A University of Houston researcher is expanding a method of gene therapy with the hopes it will restore vision loss in Usher Syndrome Type 2A (USH2A), a rare genetic disease. The National Eye Institute has awarded Muna Naash, John S. Dunn Endowed Professor of biomedical engineering, $1.6 million to support her work.
Credit: University of Houston
A University of Houston researcher is expanding a method of gene therapy with the hopes it will restore vision loss in Usher Syndrome Type 2A (USH2A), a rare genetic disease. The National Eye Institute has awarded Muna Naash, John S. Dunn Endowed Professor of biomedical engineering, $1.6 million to support her work.
Usher Syndrome Type 2A, caused by mutations of the USH2A gene, can include hearing loss from birth and progressive loss of vision, prompting retinitis pigmentosa (RP). RP affects the retina, the eye’s light-sensitive layer, leading to a breakdown of cells in the retina which causes blindness. Currently no treatment exists for USH2A.
“Our goal is to advance our current intravitreal gene therapy platform consisting of DNA nanoparticles/hyaluronic acid nanospheres to deliver large genes in order to develop safe and effective therapies for visual loss in Usher Syndrome Type 2A,” said Naash. Gene therapy is the introduction of a normal gene into cells to correct genetic disorders.

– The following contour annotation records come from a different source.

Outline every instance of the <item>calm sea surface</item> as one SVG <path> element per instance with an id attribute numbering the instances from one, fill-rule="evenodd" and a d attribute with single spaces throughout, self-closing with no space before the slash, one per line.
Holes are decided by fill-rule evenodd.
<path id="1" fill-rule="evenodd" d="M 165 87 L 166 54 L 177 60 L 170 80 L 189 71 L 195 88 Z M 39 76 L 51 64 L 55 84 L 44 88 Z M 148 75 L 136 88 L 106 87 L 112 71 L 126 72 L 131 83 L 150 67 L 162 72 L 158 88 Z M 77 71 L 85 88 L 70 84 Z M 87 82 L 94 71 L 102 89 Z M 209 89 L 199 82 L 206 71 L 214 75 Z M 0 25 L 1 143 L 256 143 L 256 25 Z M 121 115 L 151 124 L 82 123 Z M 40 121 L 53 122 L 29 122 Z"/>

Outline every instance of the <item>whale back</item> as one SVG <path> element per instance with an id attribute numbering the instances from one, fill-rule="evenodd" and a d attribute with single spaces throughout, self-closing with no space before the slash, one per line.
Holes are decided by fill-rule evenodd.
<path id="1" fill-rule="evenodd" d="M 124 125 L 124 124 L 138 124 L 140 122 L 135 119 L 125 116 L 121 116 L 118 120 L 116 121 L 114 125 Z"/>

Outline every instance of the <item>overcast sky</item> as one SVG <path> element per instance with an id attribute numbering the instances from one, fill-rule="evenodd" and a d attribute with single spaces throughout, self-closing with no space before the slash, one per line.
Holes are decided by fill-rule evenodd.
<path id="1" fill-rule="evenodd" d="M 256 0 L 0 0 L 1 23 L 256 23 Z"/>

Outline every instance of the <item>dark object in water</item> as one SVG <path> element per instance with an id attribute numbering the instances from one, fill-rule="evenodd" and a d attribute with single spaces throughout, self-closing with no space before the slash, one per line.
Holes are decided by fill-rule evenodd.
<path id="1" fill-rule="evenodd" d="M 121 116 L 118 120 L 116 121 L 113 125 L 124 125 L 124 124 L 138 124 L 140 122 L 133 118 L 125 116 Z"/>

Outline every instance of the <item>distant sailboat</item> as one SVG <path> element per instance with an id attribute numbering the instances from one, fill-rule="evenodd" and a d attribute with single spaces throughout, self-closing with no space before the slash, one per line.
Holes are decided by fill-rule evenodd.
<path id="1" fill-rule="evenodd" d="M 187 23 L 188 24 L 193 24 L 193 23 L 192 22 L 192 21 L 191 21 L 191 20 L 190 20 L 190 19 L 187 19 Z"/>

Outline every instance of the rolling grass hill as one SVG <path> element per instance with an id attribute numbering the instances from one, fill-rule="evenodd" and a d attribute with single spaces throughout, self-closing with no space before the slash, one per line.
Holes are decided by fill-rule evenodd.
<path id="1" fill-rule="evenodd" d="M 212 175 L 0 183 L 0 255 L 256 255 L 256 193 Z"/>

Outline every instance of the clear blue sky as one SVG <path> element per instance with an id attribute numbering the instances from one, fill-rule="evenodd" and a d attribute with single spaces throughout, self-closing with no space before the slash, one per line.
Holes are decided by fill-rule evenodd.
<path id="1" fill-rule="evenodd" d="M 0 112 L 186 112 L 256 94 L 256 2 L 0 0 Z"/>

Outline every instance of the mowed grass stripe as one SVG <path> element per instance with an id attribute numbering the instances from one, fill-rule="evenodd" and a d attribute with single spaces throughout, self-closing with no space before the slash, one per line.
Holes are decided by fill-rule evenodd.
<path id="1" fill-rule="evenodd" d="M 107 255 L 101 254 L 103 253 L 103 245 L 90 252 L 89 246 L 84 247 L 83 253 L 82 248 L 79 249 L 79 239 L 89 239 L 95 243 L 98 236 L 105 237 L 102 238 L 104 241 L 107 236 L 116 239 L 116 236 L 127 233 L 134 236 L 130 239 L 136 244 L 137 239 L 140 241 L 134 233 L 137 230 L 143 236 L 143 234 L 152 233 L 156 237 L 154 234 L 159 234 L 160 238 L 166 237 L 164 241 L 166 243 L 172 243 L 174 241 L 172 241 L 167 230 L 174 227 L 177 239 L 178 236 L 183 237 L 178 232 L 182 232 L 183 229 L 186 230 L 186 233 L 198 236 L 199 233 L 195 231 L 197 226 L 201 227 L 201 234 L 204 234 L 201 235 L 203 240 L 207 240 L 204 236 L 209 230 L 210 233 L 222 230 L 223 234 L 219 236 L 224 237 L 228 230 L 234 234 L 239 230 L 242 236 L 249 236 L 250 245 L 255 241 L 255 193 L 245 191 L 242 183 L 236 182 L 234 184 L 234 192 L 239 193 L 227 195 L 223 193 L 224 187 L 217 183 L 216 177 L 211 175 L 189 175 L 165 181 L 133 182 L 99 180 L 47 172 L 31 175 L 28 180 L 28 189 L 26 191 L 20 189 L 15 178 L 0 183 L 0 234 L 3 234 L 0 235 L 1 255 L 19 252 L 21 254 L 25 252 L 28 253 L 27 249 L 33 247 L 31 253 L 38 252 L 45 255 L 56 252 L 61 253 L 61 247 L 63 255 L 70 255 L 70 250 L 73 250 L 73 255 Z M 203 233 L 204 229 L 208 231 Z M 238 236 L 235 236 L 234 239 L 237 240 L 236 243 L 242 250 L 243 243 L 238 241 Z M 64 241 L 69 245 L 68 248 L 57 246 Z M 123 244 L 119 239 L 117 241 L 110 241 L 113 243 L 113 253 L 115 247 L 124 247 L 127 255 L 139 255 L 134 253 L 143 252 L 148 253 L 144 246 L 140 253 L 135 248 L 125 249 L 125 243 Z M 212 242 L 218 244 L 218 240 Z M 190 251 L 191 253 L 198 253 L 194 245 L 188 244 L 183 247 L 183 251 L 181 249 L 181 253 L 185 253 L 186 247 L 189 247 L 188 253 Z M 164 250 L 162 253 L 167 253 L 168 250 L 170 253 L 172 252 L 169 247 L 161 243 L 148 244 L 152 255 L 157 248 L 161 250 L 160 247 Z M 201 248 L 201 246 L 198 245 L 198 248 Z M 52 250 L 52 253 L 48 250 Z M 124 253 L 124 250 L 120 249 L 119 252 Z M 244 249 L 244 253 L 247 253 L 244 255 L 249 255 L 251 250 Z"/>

Intravitreal treatment consists of injections directly into the vitreal chamber of the eye.
“Developing an effective treatment for USH2A has been challenging due to its large coding sequence (15.8 kb) that has precluded its delivery using standard approaches and the presence of multiple isoforms with functions that are not fully understood,” said Naash, who will also evaluate the long-term efficacy of the best therapeutic platform for future translation to the clinic.
To rescue vision loss, Naash’s non-viral therapy targets the mutation in usherin, the protein product that causes Usher Syndrome Type 2A. Naash has already cloned two usherin isoforms to be tested with her innovative platform to safely advance gene therapy for USH2A.
“Understanding which isoforms of usherin are expressed in the retina and the cochlea and what role they play (in contrast to mutant pathogenic forms) is essential in developing an effective gene therapy construct,” said Naash.
The work will provide a solid foundation for understanding the function of each usherin isoform and developing an effective gene therapy platform to treat USH2A associated visual defects, she said.